Recommended telematics technology can vary dramatically, depending on fleet type and goals.
For service response vehicles, real-time vehicle tracking is useful for dispatch purposes, as it is for fleets where security is paramount – for example, carrying or delivering valuable goods. The data available from vehicle tracking can be useful for any fleet type in helping manage and make better decisions, from replacement planning to fuel fraud monitoring to maintenance management.
Before companies review technologies such as vehicle tracking, GPS navigation, or other new tools emerging in the market, Lynx Telematics partner, Geotab – a GPS satellite-based fleet and resource management systems company – suggests each company look at four operational areas for costs and to develop key performance indicators.
According to Colin Sutherland, VP of sales at Geotab, the four indicators are:
■ Risk and driver safety.
■ Fleet operational costs.
■ Resource cost of productivity.
■ Regulatory compliance.
Perhaps the most overlooked and important consideration is how the company uses this new data to change behavior. Companies with the most success have either hired additional resources or are leveraging resources of their fleet leasing provider, assuming the provider delivers telematics information integrated with their existing products and services.

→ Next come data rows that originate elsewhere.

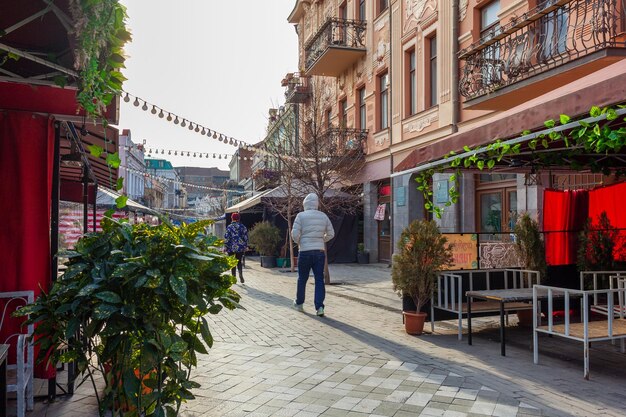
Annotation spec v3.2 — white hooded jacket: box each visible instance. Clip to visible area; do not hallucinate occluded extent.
[291,193,335,252]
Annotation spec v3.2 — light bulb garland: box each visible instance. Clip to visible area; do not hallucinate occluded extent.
[120,165,252,194]
[123,91,269,159]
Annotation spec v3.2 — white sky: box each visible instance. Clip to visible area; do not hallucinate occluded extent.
[119,0,298,169]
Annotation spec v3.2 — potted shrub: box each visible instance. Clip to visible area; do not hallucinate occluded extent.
[391,220,453,334]
[513,213,547,327]
[20,218,239,416]
[356,243,370,264]
[249,222,282,268]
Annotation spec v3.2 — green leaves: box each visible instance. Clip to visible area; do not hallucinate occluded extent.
[170,275,187,303]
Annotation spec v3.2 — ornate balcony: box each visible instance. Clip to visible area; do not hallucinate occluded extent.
[459,0,626,109]
[282,72,311,103]
[322,127,368,158]
[304,17,367,77]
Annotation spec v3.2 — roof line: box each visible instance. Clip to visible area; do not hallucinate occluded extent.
[390,108,626,178]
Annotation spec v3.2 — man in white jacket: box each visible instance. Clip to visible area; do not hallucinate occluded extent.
[291,193,335,316]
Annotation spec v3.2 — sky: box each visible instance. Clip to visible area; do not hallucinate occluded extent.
[118,0,298,170]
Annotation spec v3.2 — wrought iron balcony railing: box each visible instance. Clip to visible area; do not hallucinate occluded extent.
[322,127,368,157]
[282,73,311,103]
[459,0,626,100]
[304,17,367,73]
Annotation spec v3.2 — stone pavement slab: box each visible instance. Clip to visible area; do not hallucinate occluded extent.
[17,259,626,417]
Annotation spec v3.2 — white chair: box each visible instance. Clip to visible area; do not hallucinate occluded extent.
[0,291,35,417]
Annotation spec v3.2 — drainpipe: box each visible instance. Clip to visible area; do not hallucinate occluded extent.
[388,2,396,265]
[451,0,465,232]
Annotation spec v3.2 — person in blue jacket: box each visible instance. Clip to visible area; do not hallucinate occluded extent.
[224,213,248,284]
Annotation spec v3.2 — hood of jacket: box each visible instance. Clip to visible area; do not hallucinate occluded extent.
[302,193,319,210]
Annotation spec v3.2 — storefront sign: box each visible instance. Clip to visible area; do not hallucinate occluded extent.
[444,234,478,270]
[395,185,406,207]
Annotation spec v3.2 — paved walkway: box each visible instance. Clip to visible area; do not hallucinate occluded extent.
[22,260,626,417]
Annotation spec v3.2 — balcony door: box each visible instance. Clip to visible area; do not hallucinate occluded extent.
[476,174,517,242]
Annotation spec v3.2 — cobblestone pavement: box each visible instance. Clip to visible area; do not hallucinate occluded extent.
[24,261,626,417]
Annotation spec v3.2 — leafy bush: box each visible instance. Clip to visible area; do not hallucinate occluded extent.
[513,213,546,277]
[20,218,239,416]
[391,220,453,312]
[576,211,624,271]
[249,222,283,256]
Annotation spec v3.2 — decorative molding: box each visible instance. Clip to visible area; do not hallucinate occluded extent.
[402,108,439,133]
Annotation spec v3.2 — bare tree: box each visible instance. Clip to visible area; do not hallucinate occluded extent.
[265,79,367,283]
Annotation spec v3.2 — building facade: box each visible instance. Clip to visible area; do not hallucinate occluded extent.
[288,0,626,262]
[119,129,146,203]
[146,159,187,209]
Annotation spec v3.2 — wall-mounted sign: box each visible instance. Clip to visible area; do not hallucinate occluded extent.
[444,233,478,270]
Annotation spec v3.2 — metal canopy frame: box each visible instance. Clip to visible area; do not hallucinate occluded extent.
[0,0,79,86]
[391,108,626,178]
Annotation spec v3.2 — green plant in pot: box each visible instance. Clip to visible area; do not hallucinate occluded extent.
[249,222,283,268]
[391,220,453,334]
[513,213,547,327]
[20,218,240,417]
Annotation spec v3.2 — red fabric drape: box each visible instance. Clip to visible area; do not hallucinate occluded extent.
[589,182,626,261]
[543,190,589,265]
[0,112,54,378]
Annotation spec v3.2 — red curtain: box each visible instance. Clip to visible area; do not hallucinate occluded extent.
[0,112,54,378]
[589,182,626,261]
[543,190,589,265]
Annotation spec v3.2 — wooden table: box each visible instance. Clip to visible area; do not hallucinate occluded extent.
[0,345,9,417]
[466,288,548,356]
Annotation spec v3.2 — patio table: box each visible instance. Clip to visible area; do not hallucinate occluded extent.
[465,288,563,356]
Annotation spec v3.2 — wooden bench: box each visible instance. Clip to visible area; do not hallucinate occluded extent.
[430,269,540,340]
[533,281,626,379]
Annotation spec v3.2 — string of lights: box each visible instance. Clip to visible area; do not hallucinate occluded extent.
[122,91,267,154]
[120,165,252,194]
[124,144,253,161]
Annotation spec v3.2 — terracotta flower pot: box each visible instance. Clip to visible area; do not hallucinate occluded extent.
[402,311,426,335]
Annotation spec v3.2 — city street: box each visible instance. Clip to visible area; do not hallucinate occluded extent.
[23,260,626,417]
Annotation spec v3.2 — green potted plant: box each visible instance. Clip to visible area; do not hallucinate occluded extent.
[513,213,547,327]
[356,243,370,264]
[249,222,282,268]
[391,220,453,334]
[20,218,239,417]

Most companies use technology that contains a GPS tracking component. When additional detail regarding vehicle use and performance is desired, diagnostics capabilities that interface between the telematics device and vehicle’s onboard computer are required.
Diagnostics capabilities include vehicle powertrain performance information, seatbelt utilization, airbag deployment, fuel level monitoring, etc.
The application of diagnostics all depends on what you’re trying to achieve and what type of vehicles you’re operating.
Businesses that use a fully integrated vehicle tracking, navigation, and analytics solution are typically first to experience dramatic returns on their solution investment, according to GE Capital Fleet Services. An integrated, enterprise-wide approach to telematics use will enable a business to apply quality process disciplines to mobile operations – much like a manufacturing organization applies to an assembly line, said Doug Peters, telematics analytics leader, GE Capital Fleet Services.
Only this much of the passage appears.